Mahkamah Konstitusi diharapkan membatasi ruang lingkup pemeriksaan gugatan perselisihan hasil pemungutan dan pengitungan suara ulang pemilihan kepala daerah tahun 2020. Tak hanya mempercepat proses persidangan, masyarakat pun akan semakin cepat mendapatkan kepala daerah-wakil kepala daerah definitif.
Berdasarkan situs resmi Mahkamah Konstitusi (MK), hingga Minggu (2/5/2021) terdapat enam pasangan calon kepala daerah yang kembali menggugat hasil pemilihan kepala daerah (pilkada). Gugatan itu dilakukan terhadap hasil pilkada pascapelaksanaan pemungutan suara ulang (PSU) dan penghitungan suara ulang.

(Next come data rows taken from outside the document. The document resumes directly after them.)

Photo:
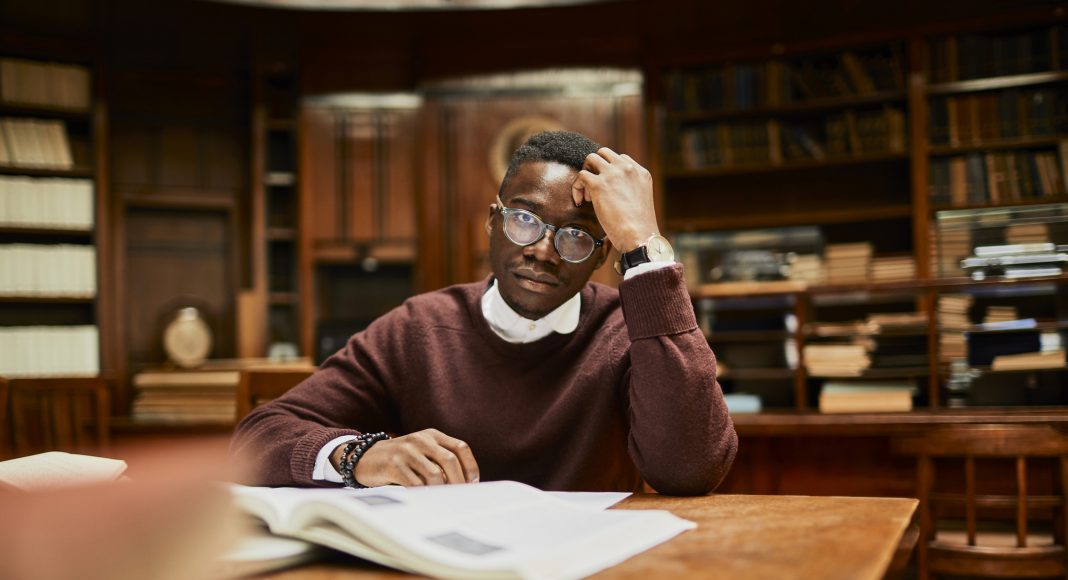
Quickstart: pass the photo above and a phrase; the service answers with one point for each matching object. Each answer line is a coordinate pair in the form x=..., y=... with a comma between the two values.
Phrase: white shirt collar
x=514, y=328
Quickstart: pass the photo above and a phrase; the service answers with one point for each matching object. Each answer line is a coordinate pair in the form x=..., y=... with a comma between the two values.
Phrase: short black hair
x=566, y=147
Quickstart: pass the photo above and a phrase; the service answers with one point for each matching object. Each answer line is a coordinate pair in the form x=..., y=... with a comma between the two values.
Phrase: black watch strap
x=633, y=257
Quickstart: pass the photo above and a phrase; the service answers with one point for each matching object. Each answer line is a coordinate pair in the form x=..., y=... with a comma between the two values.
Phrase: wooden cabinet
x=269, y=308
x=52, y=280
x=358, y=231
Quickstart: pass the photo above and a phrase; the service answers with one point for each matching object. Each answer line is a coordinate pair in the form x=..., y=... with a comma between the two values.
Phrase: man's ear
x=605, y=251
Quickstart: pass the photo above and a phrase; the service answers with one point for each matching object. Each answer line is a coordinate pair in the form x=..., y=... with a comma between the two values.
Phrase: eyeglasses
x=523, y=229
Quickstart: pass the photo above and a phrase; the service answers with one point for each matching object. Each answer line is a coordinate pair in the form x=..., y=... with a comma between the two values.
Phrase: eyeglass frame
x=504, y=210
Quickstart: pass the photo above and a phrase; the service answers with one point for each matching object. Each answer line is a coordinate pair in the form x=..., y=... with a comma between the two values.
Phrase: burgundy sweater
x=630, y=394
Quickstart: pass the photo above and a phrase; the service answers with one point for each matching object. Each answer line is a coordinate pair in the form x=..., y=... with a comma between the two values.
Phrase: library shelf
x=281, y=234
x=904, y=372
x=67, y=233
x=77, y=171
x=32, y=299
x=45, y=110
x=992, y=83
x=749, y=335
x=791, y=218
x=757, y=373
x=828, y=162
x=282, y=298
x=790, y=109
x=1014, y=143
x=1039, y=201
x=787, y=423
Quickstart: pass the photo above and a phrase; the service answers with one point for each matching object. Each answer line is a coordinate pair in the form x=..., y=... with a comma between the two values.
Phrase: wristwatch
x=655, y=249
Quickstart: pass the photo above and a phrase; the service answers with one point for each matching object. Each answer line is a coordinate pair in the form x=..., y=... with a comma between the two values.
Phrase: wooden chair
x=258, y=386
x=44, y=414
x=1020, y=494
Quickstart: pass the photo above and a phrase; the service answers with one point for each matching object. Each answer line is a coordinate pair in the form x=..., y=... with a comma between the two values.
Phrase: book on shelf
x=874, y=396
x=484, y=530
x=49, y=350
x=1027, y=361
x=36, y=143
x=57, y=203
x=44, y=83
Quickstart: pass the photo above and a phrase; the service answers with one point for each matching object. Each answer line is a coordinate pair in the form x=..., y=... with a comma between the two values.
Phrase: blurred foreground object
x=171, y=521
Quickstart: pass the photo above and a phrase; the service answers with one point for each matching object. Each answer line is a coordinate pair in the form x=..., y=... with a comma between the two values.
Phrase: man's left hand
x=621, y=190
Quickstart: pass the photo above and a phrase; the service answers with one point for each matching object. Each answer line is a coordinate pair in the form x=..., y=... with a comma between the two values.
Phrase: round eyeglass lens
x=522, y=228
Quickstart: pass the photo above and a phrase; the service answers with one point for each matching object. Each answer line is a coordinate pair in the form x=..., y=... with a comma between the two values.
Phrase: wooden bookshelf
x=52, y=282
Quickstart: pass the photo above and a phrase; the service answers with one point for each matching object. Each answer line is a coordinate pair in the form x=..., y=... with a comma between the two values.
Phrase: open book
x=57, y=469
x=484, y=530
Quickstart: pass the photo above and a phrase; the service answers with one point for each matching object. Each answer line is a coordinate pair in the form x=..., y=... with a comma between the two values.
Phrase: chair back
x=258, y=386
x=1014, y=516
x=58, y=413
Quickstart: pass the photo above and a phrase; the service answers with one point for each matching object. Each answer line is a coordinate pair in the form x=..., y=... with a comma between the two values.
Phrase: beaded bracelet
x=351, y=454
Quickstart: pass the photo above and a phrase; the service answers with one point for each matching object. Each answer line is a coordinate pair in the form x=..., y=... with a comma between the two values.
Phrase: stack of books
x=884, y=268
x=206, y=394
x=1027, y=361
x=837, y=360
x=806, y=268
x=1000, y=314
x=953, y=322
x=948, y=247
x=1027, y=233
x=848, y=263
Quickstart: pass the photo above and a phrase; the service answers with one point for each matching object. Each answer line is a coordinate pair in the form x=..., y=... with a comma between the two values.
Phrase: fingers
x=426, y=457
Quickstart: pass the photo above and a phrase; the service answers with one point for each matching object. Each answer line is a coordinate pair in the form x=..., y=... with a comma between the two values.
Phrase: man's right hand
x=426, y=457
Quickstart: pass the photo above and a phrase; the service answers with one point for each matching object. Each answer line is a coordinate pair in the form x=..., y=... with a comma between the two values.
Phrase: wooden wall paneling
x=319, y=175
x=362, y=173
x=174, y=259
x=401, y=134
x=309, y=169
x=434, y=247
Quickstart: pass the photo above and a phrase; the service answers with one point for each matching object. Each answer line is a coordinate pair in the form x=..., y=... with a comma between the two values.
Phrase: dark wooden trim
x=797, y=108
x=794, y=218
x=831, y=162
x=46, y=172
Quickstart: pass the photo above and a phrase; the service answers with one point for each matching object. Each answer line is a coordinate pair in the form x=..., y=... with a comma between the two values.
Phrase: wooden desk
x=741, y=536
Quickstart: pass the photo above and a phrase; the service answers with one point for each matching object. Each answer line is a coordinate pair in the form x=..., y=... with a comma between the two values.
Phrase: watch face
x=187, y=339
x=659, y=249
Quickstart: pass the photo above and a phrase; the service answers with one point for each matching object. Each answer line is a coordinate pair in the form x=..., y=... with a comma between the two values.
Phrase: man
x=534, y=374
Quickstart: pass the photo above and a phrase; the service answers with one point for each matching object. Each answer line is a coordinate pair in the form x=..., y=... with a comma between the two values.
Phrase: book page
x=486, y=530
x=57, y=469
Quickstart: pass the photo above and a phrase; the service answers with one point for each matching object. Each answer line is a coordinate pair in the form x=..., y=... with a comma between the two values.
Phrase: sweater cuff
x=657, y=303
x=302, y=461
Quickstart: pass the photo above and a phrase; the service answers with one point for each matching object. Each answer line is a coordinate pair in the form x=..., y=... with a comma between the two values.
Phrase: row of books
x=49, y=350
x=191, y=396
x=774, y=82
x=47, y=270
x=979, y=56
x=772, y=141
x=34, y=143
x=999, y=177
x=44, y=83
x=57, y=203
x=979, y=118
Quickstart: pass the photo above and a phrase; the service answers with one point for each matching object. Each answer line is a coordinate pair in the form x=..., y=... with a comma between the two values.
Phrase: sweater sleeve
x=278, y=442
x=681, y=437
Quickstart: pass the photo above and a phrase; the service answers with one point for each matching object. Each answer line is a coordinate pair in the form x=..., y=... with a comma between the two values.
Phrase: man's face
x=533, y=279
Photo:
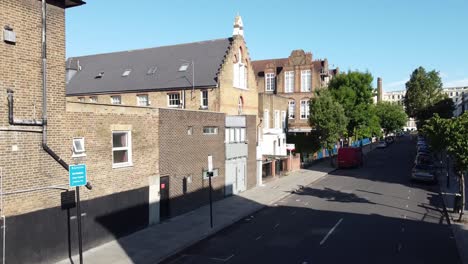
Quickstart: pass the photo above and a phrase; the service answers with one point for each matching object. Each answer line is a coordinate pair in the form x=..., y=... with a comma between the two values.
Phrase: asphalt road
x=373, y=214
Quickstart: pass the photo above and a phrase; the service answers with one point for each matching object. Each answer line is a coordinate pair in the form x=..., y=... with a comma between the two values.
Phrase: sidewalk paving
x=161, y=241
x=459, y=229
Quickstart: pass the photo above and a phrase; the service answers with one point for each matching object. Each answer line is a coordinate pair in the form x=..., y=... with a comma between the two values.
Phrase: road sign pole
x=78, y=217
x=210, y=174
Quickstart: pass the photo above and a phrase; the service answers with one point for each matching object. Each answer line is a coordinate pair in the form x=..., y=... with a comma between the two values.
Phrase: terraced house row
x=144, y=122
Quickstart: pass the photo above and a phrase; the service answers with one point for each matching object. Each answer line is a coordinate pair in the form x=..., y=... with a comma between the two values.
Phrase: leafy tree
x=423, y=90
x=327, y=118
x=392, y=117
x=354, y=91
x=451, y=134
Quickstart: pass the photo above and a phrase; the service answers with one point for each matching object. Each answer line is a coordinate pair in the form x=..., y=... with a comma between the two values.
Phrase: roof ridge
x=142, y=49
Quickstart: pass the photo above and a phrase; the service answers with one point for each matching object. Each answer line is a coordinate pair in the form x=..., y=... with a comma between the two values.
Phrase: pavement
x=448, y=192
x=158, y=242
x=371, y=214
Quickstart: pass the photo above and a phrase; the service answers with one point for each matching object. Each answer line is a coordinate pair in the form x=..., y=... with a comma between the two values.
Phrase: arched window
x=240, y=70
x=291, y=109
x=240, y=105
x=304, y=108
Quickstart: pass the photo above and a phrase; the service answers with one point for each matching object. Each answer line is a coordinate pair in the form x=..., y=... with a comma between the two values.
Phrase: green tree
x=327, y=118
x=452, y=135
x=392, y=117
x=423, y=91
x=354, y=91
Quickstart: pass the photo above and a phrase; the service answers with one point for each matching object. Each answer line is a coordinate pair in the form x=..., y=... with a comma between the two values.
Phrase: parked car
x=425, y=173
x=424, y=159
x=389, y=140
x=382, y=144
x=349, y=157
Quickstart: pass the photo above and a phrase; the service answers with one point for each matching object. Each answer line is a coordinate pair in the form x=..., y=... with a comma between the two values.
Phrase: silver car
x=424, y=173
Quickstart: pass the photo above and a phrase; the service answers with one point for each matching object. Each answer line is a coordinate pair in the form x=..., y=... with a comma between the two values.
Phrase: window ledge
x=122, y=165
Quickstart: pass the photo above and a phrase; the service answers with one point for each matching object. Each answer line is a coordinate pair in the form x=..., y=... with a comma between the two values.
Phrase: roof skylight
x=184, y=67
x=152, y=70
x=99, y=76
x=126, y=72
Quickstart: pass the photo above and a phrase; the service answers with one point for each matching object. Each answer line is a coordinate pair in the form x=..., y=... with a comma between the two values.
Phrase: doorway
x=164, y=200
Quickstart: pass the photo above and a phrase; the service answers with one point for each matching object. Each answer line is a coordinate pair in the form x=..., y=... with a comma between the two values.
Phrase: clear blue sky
x=389, y=38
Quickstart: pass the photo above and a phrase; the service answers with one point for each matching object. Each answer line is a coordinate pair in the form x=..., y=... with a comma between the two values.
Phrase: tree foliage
x=354, y=91
x=423, y=91
x=392, y=117
x=327, y=118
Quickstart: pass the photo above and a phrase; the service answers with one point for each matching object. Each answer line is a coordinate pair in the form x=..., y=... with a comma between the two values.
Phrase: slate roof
x=208, y=56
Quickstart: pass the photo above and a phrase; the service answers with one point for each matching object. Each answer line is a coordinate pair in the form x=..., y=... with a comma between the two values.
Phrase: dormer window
x=240, y=71
x=126, y=73
x=99, y=75
x=184, y=67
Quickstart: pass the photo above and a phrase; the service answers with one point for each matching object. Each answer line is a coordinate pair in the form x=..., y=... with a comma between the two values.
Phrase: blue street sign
x=77, y=175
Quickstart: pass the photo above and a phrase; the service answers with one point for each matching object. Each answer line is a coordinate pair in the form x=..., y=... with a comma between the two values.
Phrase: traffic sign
x=77, y=175
x=290, y=146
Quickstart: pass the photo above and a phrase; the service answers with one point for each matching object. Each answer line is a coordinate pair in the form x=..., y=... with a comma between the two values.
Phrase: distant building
x=296, y=78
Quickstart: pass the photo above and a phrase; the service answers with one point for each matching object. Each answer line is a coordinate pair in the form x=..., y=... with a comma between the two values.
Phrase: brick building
x=123, y=146
x=296, y=77
x=214, y=75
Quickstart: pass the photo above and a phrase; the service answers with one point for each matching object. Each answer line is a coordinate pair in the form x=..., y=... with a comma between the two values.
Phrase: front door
x=240, y=176
x=164, y=201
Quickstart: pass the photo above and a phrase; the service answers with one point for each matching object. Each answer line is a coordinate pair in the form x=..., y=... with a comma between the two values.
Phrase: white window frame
x=276, y=119
x=270, y=82
x=240, y=73
x=203, y=96
x=289, y=81
x=170, y=100
x=283, y=119
x=114, y=99
x=292, y=109
x=266, y=118
x=305, y=109
x=128, y=148
x=141, y=102
x=210, y=130
x=306, y=81
x=215, y=173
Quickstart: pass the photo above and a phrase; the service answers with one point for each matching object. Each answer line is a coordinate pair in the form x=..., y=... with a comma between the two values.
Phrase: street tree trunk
x=462, y=192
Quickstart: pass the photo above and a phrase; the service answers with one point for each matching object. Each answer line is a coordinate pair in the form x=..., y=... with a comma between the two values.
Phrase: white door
x=241, y=173
x=231, y=171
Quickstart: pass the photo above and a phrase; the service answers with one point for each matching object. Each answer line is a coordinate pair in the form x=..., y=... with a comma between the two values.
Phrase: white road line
x=224, y=259
x=330, y=232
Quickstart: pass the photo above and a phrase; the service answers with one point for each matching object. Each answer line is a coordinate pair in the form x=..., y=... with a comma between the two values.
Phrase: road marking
x=330, y=232
x=224, y=259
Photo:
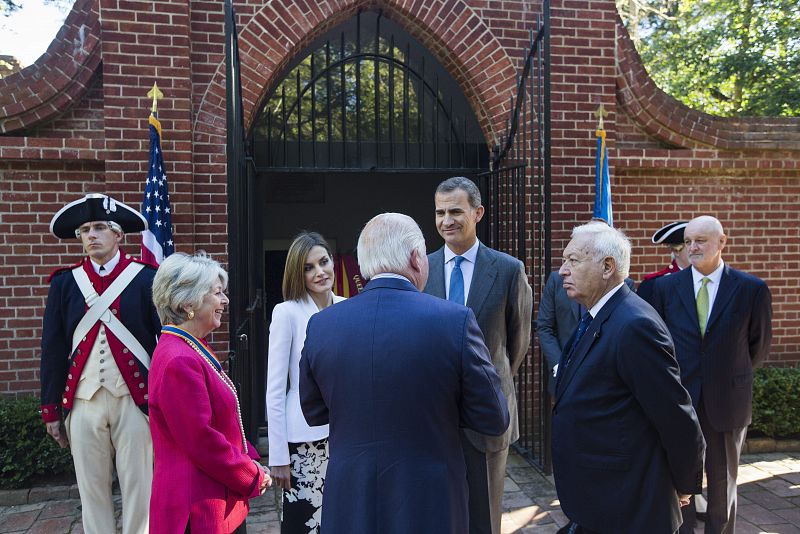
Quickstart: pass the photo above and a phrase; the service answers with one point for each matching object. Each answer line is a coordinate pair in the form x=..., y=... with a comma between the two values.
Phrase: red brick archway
x=452, y=31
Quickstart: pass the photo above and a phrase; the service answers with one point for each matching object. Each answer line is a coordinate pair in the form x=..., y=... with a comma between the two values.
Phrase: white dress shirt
x=602, y=302
x=108, y=267
x=467, y=268
x=712, y=286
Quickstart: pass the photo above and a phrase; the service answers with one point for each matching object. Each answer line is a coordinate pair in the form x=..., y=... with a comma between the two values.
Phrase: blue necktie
x=586, y=320
x=457, y=282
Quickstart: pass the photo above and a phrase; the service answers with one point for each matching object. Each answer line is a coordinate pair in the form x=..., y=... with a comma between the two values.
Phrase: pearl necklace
x=208, y=357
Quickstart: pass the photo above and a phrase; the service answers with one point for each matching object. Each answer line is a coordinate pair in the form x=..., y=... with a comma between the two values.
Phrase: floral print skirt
x=302, y=505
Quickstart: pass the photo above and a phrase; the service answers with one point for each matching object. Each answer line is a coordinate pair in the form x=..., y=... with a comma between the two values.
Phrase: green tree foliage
x=726, y=57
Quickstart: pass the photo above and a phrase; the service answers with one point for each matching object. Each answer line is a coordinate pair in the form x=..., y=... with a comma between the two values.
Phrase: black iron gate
x=517, y=198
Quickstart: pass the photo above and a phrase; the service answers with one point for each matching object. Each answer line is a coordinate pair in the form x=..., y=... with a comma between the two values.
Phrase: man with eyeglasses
x=99, y=329
x=670, y=235
x=720, y=319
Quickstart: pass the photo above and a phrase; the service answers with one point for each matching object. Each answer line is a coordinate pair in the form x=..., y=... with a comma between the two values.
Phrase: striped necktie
x=456, y=293
x=702, y=306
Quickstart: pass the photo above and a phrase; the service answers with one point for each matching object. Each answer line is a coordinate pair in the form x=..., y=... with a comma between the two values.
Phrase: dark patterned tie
x=586, y=320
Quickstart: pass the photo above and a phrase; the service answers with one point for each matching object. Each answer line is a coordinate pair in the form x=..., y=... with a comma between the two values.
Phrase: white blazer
x=285, y=421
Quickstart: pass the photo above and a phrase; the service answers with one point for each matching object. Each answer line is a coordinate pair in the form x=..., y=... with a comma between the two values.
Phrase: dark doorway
x=367, y=121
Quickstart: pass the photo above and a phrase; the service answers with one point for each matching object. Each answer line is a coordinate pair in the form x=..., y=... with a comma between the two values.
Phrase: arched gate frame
x=516, y=195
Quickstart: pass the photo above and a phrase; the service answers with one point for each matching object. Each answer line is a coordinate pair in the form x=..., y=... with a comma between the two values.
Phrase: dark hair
x=466, y=185
x=294, y=284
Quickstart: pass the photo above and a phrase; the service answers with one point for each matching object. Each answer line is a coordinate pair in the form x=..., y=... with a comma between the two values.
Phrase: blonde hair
x=184, y=280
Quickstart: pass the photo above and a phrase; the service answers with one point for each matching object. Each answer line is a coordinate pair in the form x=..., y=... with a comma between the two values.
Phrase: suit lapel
x=574, y=307
x=728, y=285
x=435, y=284
x=483, y=276
x=588, y=340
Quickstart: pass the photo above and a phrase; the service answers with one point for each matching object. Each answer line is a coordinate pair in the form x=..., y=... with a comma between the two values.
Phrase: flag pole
x=602, y=199
x=157, y=241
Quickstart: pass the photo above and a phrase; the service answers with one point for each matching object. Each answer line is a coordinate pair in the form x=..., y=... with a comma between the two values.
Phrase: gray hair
x=386, y=243
x=115, y=227
x=606, y=241
x=184, y=280
x=466, y=185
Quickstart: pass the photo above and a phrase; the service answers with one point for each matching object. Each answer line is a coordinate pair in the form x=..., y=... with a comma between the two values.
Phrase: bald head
x=704, y=238
x=393, y=243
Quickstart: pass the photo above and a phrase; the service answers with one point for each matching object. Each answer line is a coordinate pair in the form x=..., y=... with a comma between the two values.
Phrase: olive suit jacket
x=501, y=299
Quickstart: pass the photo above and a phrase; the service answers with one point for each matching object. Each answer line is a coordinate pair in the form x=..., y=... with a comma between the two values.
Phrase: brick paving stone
x=758, y=515
x=13, y=497
x=509, y=485
x=55, y=525
x=516, y=499
x=540, y=529
x=264, y=528
x=791, y=515
x=69, y=508
x=13, y=522
x=764, y=498
x=742, y=527
x=781, y=487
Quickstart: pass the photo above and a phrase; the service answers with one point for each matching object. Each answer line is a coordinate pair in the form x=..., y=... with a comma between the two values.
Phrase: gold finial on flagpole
x=600, y=114
x=156, y=94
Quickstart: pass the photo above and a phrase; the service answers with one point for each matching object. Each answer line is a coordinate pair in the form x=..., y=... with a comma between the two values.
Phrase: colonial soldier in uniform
x=100, y=328
x=670, y=235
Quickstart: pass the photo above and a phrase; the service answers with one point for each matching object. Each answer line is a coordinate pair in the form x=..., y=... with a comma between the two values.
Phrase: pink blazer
x=201, y=476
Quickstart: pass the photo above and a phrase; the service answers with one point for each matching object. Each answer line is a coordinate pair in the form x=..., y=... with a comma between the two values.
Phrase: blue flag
x=157, y=239
x=602, y=195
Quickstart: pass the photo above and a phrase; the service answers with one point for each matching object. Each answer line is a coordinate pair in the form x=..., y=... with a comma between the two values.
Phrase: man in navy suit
x=627, y=446
x=558, y=318
x=494, y=285
x=721, y=321
x=396, y=373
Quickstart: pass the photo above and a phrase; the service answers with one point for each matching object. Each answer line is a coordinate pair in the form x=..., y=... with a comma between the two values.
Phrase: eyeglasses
x=573, y=262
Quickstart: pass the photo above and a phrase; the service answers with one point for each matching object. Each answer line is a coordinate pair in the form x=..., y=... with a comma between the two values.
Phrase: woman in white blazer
x=298, y=453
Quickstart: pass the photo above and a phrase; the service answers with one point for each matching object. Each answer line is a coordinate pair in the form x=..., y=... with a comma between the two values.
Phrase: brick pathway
x=769, y=502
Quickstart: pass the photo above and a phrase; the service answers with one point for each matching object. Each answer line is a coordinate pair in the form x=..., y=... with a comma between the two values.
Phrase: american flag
x=157, y=239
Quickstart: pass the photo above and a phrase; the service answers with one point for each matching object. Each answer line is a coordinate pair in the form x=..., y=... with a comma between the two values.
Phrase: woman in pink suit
x=205, y=470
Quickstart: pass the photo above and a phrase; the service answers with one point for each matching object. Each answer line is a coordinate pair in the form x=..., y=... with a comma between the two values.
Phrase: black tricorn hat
x=671, y=234
x=95, y=207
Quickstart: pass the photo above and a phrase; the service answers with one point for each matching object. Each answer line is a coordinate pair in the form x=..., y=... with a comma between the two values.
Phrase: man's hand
x=282, y=476
x=55, y=430
x=267, y=481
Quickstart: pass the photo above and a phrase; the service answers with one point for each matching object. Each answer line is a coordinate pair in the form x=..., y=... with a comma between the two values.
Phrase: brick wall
x=87, y=131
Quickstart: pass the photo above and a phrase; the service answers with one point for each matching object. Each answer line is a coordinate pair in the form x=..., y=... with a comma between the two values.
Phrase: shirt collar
x=392, y=275
x=600, y=303
x=714, y=277
x=108, y=267
x=470, y=255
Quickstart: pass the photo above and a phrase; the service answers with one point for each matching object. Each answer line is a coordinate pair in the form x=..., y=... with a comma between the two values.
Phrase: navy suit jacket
x=558, y=318
x=502, y=301
x=395, y=373
x=625, y=435
x=717, y=369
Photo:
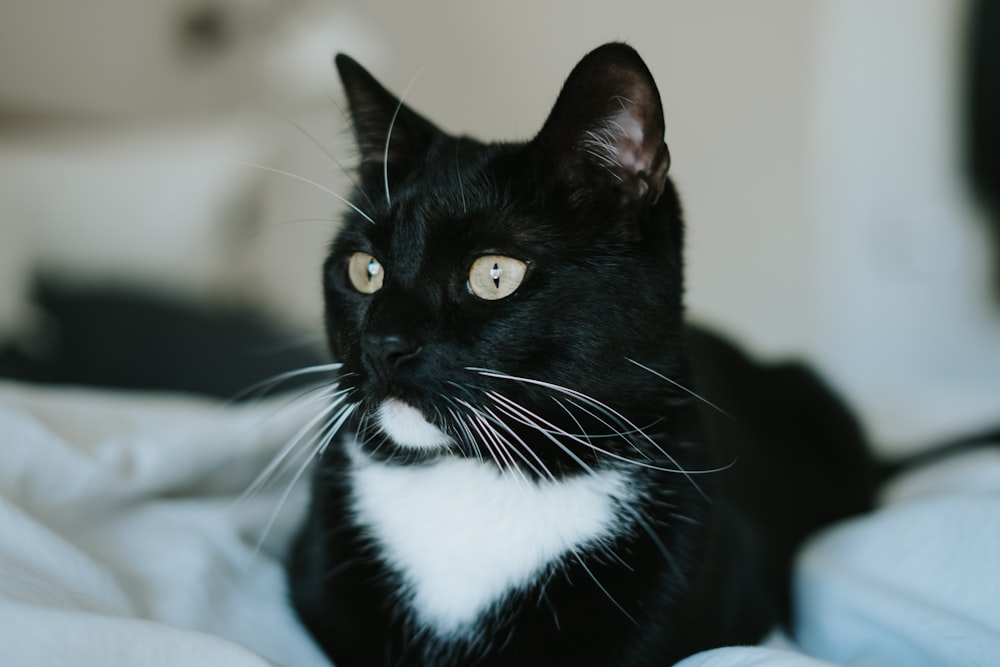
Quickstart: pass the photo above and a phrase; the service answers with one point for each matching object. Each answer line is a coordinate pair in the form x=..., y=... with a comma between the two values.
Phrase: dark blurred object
x=983, y=128
x=112, y=338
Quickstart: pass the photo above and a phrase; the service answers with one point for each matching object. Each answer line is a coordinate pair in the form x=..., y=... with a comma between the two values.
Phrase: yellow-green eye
x=494, y=277
x=366, y=273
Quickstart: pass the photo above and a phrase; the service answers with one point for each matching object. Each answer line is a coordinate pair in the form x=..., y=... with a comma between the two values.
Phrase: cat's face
x=506, y=294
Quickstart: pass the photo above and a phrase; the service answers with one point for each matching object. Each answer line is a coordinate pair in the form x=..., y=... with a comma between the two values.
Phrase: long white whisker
x=494, y=418
x=624, y=434
x=512, y=409
x=339, y=396
x=327, y=151
x=304, y=180
x=326, y=437
x=641, y=521
x=565, y=390
x=458, y=172
x=607, y=593
x=680, y=386
x=264, y=386
x=556, y=431
x=388, y=136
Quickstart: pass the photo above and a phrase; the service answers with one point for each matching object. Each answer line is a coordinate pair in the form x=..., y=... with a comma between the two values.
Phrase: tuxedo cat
x=542, y=464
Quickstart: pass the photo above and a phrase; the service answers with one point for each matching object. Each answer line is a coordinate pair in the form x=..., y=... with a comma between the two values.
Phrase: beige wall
x=814, y=145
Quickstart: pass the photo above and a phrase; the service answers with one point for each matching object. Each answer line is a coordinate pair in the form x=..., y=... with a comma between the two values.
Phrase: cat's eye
x=495, y=277
x=366, y=273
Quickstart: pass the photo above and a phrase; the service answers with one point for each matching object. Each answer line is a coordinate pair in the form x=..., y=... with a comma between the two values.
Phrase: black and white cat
x=531, y=475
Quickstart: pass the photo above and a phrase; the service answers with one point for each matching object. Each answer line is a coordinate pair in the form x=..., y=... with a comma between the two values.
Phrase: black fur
x=588, y=206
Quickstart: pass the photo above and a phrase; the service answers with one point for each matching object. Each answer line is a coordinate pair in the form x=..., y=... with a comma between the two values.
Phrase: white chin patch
x=407, y=427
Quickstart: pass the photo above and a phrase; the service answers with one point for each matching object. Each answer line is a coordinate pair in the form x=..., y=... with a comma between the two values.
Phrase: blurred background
x=821, y=149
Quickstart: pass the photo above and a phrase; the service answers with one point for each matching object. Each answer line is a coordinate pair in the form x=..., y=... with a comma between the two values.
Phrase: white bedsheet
x=122, y=544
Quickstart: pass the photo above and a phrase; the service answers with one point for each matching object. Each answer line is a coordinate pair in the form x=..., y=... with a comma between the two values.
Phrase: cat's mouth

Gugatan, antara lain, didaftarkan oleh enam pasang kontestan yang mengikuti pilkada di Labuhanbatu, Labuhanbatu Selatan, Mandailing Natal, Rokan Hulu (dua gugatan), serta satu daerah yang melaksanakan penghitungan suara ulang, yaitu Sekadau. Diperkirakan, gugatan sengketa hasil pilkada masih terus bertambah karena masih ada enam daerah yang belum menjalankan perintah MK untuk melakukan pemungutan dan penghitungan suara ulang.
Peneliti Konstitusi dan Demokrasi (Kode) Inisiatif, Ihsan Maulana, mengatakan, dari enam gugatan tersebut, tiga gugatan didaftarkan oleh pemohon yang sama dengan sengketa peselisihan hasil pilkada sebelumnya, dua gugatan didaftarkan oleh pihak terkait, serta satu gugatan didaftarkan oleh pemohon yang sebelumnya tidak mengajukan gugatan.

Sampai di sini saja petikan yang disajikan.